Other repetitious 24 tropes include the mean boss who’s only purpose was to get in Jack’s way, but who ultimately proved to be a good person only when he sacrificed himself for the greater good. Such examples included George Mason, Ryan Chappelle, Lem McGill and Bill Buchanan. Also, the mole who seems to be a good guy, but who proves to be evil. Nina Myers was the most effective use of this common espionage trope.

And Let us not forget the obligatory terrorist attack on CTU headquarters trope, the presidential coup trope, First Family drama interfering with the main crisis of the day trope, Jack on the run trope, Jack captured by a foreign power trope, and the innocent family member who isn’t so innocent trope. By the time James Cromwell appears as Jack’s cold-blooded father in season six, you know that his motives are nefarious even before he utters a word.

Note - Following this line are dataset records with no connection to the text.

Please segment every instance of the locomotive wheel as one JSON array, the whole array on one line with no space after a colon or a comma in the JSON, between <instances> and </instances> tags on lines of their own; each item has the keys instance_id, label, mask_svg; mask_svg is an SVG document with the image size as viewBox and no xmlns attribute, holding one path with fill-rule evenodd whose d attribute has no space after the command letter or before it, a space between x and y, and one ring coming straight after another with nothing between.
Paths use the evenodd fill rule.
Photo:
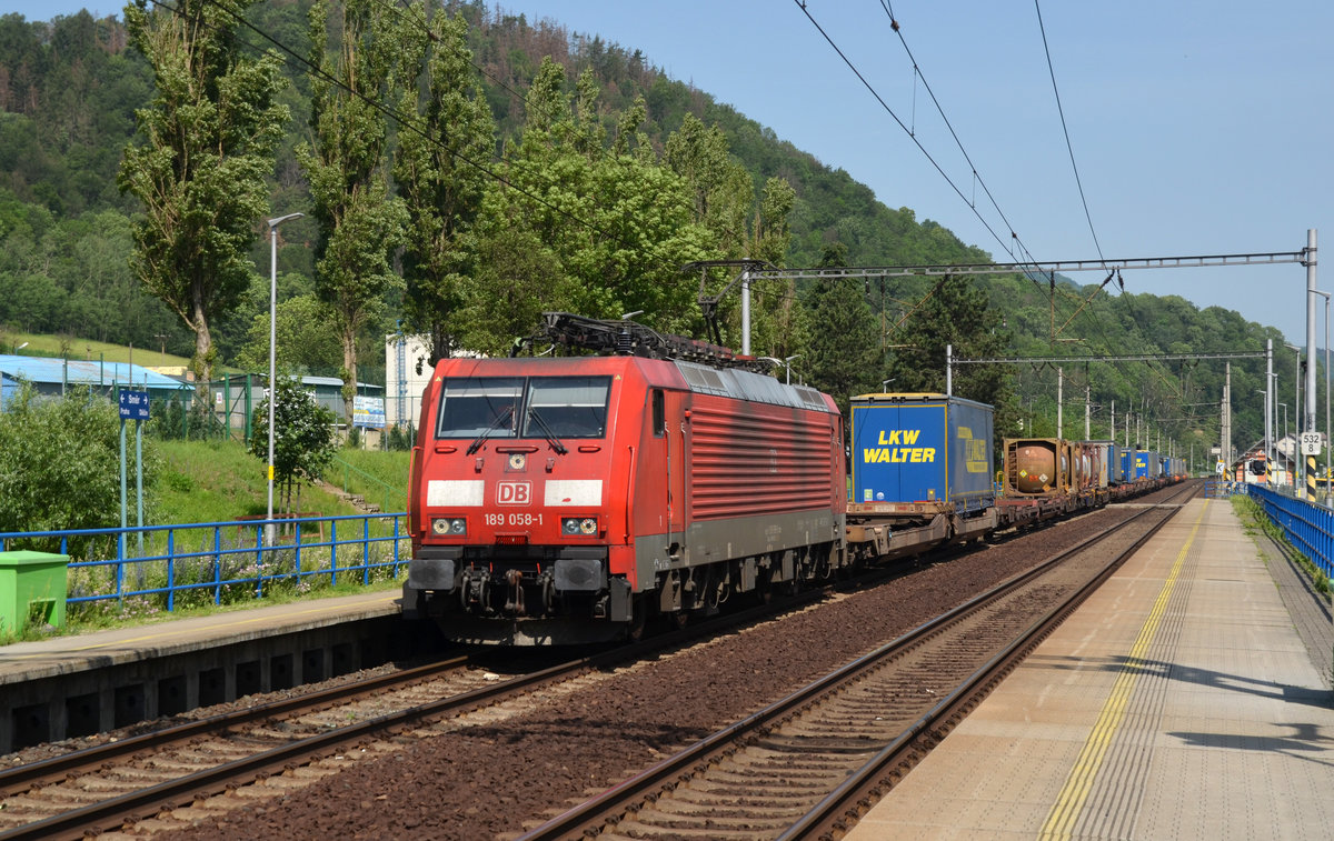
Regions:
<instances>
[{"instance_id":1,"label":"locomotive wheel","mask_svg":"<svg viewBox=\"0 0 1334 841\"><path fill-rule=\"evenodd\" d=\"M648 602L636 593L630 604L630 621L626 624L626 638L639 642L644 638L644 625L648 624Z\"/></svg>"}]
</instances>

In hindsight, 24 was a good show for its first 39 episodes. After that, it quickly de-evolved into a solid action show, but one in which its primary star was working with material beneath his capabilities. As evidence, I present a scene from the finale of season one. Jack gets a call from Nina, who we know is a traitor. She tells him that his daughter Kim was found dead, floating in the bay. Jack collapses and weeps uncontrollably. It is a heartbreaking scene that shows Jack’s humanity on full display. After that, he adopts his cold, vengeful exterior as he wages a murderous assault on Dennis Hopper and his Serbian henchmen. This was 24 at its best.

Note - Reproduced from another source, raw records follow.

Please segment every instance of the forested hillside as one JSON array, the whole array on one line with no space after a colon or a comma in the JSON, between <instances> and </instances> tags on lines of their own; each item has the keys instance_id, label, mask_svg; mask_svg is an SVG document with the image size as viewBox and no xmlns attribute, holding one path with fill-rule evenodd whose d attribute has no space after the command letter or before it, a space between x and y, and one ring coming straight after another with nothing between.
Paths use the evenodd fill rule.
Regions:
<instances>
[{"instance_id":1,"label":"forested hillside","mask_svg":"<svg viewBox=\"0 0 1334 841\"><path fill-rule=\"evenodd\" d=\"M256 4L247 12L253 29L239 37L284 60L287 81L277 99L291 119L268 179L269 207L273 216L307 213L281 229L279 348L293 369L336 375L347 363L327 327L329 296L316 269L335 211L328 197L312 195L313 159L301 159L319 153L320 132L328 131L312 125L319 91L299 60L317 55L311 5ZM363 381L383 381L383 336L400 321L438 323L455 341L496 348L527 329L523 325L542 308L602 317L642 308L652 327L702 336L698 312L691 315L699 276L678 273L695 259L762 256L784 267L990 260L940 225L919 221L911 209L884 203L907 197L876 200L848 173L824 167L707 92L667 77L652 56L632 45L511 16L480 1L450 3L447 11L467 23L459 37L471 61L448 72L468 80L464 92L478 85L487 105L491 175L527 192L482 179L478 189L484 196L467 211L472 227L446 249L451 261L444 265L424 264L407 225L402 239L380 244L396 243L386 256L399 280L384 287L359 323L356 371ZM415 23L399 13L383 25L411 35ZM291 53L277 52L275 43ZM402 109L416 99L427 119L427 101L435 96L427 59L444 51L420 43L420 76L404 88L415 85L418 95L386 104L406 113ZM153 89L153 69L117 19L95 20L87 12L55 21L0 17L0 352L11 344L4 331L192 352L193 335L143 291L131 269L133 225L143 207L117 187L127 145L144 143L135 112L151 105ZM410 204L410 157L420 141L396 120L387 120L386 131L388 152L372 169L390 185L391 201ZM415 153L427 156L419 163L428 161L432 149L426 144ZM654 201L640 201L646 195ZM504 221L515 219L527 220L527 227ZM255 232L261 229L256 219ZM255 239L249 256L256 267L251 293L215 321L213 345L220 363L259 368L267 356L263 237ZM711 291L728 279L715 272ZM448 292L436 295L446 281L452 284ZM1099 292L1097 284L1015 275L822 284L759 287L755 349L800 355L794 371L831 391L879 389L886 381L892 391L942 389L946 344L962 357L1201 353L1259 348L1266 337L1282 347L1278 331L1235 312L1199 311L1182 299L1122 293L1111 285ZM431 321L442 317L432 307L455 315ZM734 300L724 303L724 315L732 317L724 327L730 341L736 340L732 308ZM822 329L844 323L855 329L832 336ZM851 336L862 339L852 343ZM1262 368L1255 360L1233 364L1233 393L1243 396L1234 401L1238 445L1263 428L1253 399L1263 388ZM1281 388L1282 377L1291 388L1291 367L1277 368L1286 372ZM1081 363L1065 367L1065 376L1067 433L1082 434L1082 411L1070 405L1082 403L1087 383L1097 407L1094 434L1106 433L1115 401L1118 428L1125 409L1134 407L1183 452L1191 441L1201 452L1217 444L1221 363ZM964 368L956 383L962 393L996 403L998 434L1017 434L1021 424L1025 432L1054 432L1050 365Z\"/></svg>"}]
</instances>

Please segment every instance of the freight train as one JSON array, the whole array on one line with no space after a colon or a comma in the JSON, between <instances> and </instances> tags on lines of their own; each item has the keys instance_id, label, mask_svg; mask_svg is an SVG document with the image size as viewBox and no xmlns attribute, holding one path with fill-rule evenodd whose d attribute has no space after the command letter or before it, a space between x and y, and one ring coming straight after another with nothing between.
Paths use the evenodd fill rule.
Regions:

I also want to point out another devastating scene from the first season; a scene that did not involve Jack. One of the major plots of the season involves the kidnapping of Jack’s wife Terri, as well as his daughter. The terrorists want to use Jack’s family as leverage over him in their assassination plot. At one point, one of their captors threatens to rape Kim. In a display of maternal protectiveness, Terri offers herself to the rapist instead of Kim. He accepts. You don’t actually see the assault occur, but you hear evidence of it. The scene makes me mist over every time I watch it, especially given Terri’s fate in the season finale. You would never see a scene like this in later seasons.

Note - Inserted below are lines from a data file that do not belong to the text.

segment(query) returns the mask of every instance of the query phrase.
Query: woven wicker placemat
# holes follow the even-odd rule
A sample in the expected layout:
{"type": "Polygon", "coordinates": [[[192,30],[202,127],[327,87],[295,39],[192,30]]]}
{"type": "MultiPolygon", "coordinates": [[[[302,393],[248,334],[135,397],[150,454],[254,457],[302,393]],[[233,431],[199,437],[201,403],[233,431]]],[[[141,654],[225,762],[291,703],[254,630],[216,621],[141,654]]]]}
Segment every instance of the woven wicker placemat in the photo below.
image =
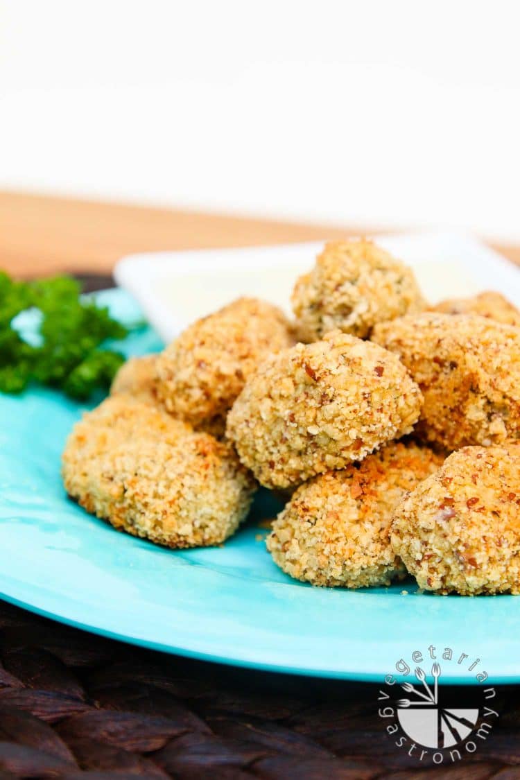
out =
{"type": "Polygon", "coordinates": [[[165,655],[3,602],[0,659],[2,780],[520,777],[517,686],[476,753],[423,769],[385,733],[377,685],[165,655]]]}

The first two seasons hold up very well, with less emphasis on hyperbolic action and more grounded nuance. Season five also holds up very well. Despite the high body count of main characters, the performance of Kiefer Sutherland is bolstered by those of Gregory Itzin as President Charles Logan, with Jean Smart as his emotionally troubled wife, Martha. The villains of the day also include RoboCop and Dr. Romano from E.R.

Four years after Jack Bauer ran out of time, he was resurrected in a truncated 12-hour season called, 24: Live Another Day. Joe, Steve and I gathered in Steve’s cracker box apartment to watch the first few episodes. We did it more out of tradition than anything. The two things I remember most about that evening were that Steve stopped at Burger King and poured a jigger of whisky in his large coke, and Jack Bauer somehow wound up in London. After that, life got in the way and we never finished the season together. I can’t even remember how it ended. I think Audrey Raines died. That would total four of Jack’s love interests who got dead. Another trope.

Three years after that, 24: Legacy premiered after Super Bowl 51. Corey Hawkins replaced Kiefer Sutherland in the lead. Tony Almeda returned yet again. I didn’t even bother to watch. 24 without Jack Bauer would be like Breaking Bad without Walter White (hello, El Camino.) I think Joe watched it, but you can’t blame the guy. He was lonely in Phoenix. We all do desperate things when we’re lonely. That’s why I pay a woman once a week to come over and imitate Sarah Clarke’s voice as she gets naked. I get more turned on when she does evil Nina, rather than good Nina.

As for the merry band of 24 cronies in Lincoln… Well… All I can say is, we’re all victims of time. We might escape the cougar, but the clock always gets us in the end.